Have you ever watched a movie that is a tear jerker and felt your heart be moved to the point of “suffering with” the character in the story who is struggling? The “suffering with” is your ability to feel compassion and empathy? Your experience of “suffering with” is a key to self-compassion. Why is self-compassion important? It can lead to emotional healing. Another perspective taken from Dr Annette Colby’s blog, The Devine Self, is that self-compassion equals self-love which can enhance physical health.
Here is another scenario a little closer to home. At times I hear family or friends say judgemental negative things about themselves. They put themselves down and are hard on themselves, especially when they make a mistake or are facing a new situation. My spirit is stirred to “being with” the person as they open the door to their heartache.

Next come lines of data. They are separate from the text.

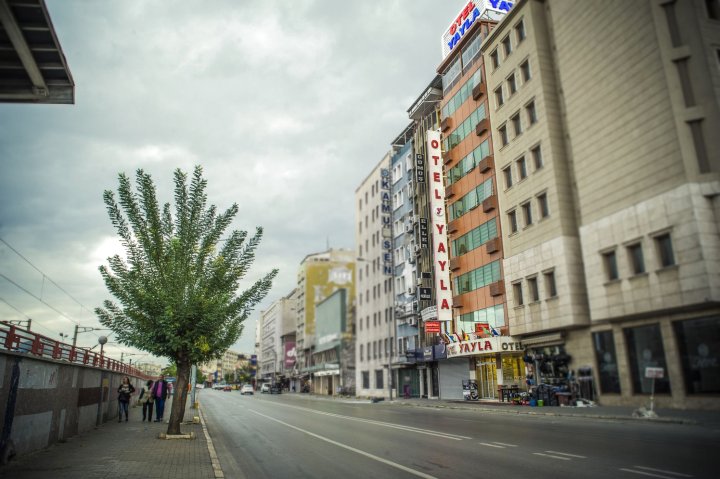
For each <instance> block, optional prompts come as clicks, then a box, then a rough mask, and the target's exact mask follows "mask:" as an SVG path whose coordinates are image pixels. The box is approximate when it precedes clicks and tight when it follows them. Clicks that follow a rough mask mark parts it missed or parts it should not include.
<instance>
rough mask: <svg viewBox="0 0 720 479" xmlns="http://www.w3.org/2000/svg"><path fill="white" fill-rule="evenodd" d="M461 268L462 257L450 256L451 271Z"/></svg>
mask: <svg viewBox="0 0 720 479" xmlns="http://www.w3.org/2000/svg"><path fill="white" fill-rule="evenodd" d="M458 269H460V258H450V271H455V270H458Z"/></svg>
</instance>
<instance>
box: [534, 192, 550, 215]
mask: <svg viewBox="0 0 720 479" xmlns="http://www.w3.org/2000/svg"><path fill="white" fill-rule="evenodd" d="M537 200H538V210H539V211H540V218H547V217H548V216H550V208H549V207H548V203H547V193H540V194H539V195H537Z"/></svg>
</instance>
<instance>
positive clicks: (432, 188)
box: [427, 130, 452, 322]
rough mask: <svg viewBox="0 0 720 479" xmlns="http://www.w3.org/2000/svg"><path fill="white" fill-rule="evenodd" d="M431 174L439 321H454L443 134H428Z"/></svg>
mask: <svg viewBox="0 0 720 479" xmlns="http://www.w3.org/2000/svg"><path fill="white" fill-rule="evenodd" d="M427 141H428V143H427V151H428V157H429V161H428V173H429V178H430V191H431V195H430V210H431V211H432V213H431V217H432V220H431V222H432V226H431V228H432V238H433V268H434V271H435V299H436V301H437V308H438V311H437V314H438V321H445V322H448V321H452V292H451V291H450V269H449V268H448V262H449V255H448V242H447V216H446V214H445V183H443V174H442V156H441V152H440V132H439V131H436V130H428V132H427Z"/></svg>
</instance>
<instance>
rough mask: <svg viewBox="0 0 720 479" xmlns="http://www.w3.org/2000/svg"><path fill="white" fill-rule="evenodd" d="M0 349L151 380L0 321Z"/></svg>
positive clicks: (80, 349) (120, 365) (101, 359)
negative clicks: (52, 359) (68, 362)
mask: <svg viewBox="0 0 720 479" xmlns="http://www.w3.org/2000/svg"><path fill="white" fill-rule="evenodd" d="M0 349H4V350H7V351H12V352H15V353H23V354H28V355H31V356H37V357H42V358H49V359H55V360H59V361H68V362H70V363H75V364H84V365H86V366H93V367H96V368H101V369H107V370H109V371H115V372H119V373H122V374H126V375H128V376H134V377H138V378H142V379H150V378H151V377H152V376H149V375H147V374H145V373H143V372H142V371H140V370H139V369H136V368H134V367H132V366H130V365H128V364H125V363H121V362H120V361H118V360H116V359H111V358H108V357H106V356H104V355H103V354H100V353H99V352H95V351H91V350H89V349H87V348H82V347H77V346H73V345H71V344H65V343H63V342H61V341H58V340H55V339H52V338H48V337H47V336H43V335H42V334H38V333H34V332H32V331H28V330H27V329H22V328H18V327H17V326H15V325H12V324H9V323H5V322H3V321H0Z"/></svg>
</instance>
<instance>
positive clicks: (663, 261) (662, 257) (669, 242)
mask: <svg viewBox="0 0 720 479" xmlns="http://www.w3.org/2000/svg"><path fill="white" fill-rule="evenodd" d="M655 247H656V248H657V252H658V258H660V266H662V267H663V268H667V267H668V266H674V265H675V255H674V254H673V250H672V239H670V233H665V234H662V235H660V236H656V237H655Z"/></svg>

My desire is to offer comfort.
I want you to try the following experiment. Imagine you are listening to a friend or an acquaintance that you like. Or imagine a family member or a colleague whom you care for. Take one or two minutes to form a picture in your mind of the person. Do you have a person in your mind? Take as long as you need to connect to the person. When you are ready, imagine looking into their eyes as they are saying one or more of the following statements.
- I am so stupid! An idiot. Why did I ever do that? I should have known better.
- I am nothing but a failure and I will never be good at anything.
- I feel worthless and a burden and don’t belong here.
- Why would anybody love me? I am not good enough
- When I look in the mirror I think I am ugly and not good looking at all.
When you hear or read the above statements what do you notice about your own thoughts and feelings. Do you have an urge to soften the situation? What comes up for you? It may be anger or frustration. Then again it might be feelings of sorrow or fear. Just notice.
For the next part of this experiment you will need to check back next week. Meanwhile, over the next several days or so notice when you or when someone else says judgemental statements that are negative in tone. If you have time take a few notes of what you experience. Your task is to observe both the judgemental and the reaction to the judgemental.
If you care to leave any comments I welcome your conversation.
Melanie Greenberg says
Thanks for a very thought-provoking and interactive post. My first impulse is to want to reassure the person, but I know, as a therapist this won’t necessarily convince them. . When I did the imagery, I had an image of hugging my friend and just holding them silently, as I did with my child when she was little and hurt herself. Karl Rogers said that warmth was one of the requisites for therapeutic change. i think successful therapy gives the patient a virtual hug. Learning to give oneself that virtual hug is harder but gets easier with practice.
Brenda Bomgardner says
I have been a fan of your blog (marinpsychologist.blogspot.com) for some time now and appreciate you dropping in to leave a comment. As you pointed out, warmth is an aspect of attunement between baby and caregiver. You provided a nice description on how you wanted to hold your little child when they were hurt. The same kind of warmth can be shared between lover and partner or best friends. Attunement between therapist and client is receiving attention in research as a change agent for the therapeutic process.
Thank you for the thoughtful comment. Drop by anytime!